In CAR, the fluidity between the protection of civilians and violence against them by peacekeepers transforms local insecurity into an internationalized and mobile state of exception. The concomitant political teleology is, simply put, terror. Violence perpetrated by peacekeepers—as subjects of legitimized violence in armed conflict—is mobilized as a relational construct in the context of civil war in CAR.
The embedded praxis of terror perpetrated by non-state sovereignties and its implications for reconciling the lived experience of violence by Central Africans suggest a central question: why doesn’t the international community consider crimes against humanity and war crimes perpetrated by peacekeepers to be terrorism?
Civil War and the MISCA Massacre
Séléka CPSK-CPJP-UFDR—a coalition comprised of political parties and armed militias—successfully deposed former CAR President Bozizé in a brief, but bloody coup in March of 2012. He was replaced by President Djotodia, who was seated in office after he led Séléka during its campaign for political control.

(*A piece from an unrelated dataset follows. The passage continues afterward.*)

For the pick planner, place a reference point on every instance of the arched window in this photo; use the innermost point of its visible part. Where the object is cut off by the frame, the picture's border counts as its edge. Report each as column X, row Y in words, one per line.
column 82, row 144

Facing significant international pressure, Djotodia dissolved the alliance. But Ex-Séléka militants soon mobilized outside Bangui, targeting civilians, particularly those suspected of supporting Bozizé, with brutal violence. In self-defense, civilians armed themselves and formed anti-Balaka militias targeting suspected Séléka supporters. This act was a necessity driven by the virtually non-existent state apparatus left behind from decades of violent politics at the center reverberating through peripheral communities in crisis.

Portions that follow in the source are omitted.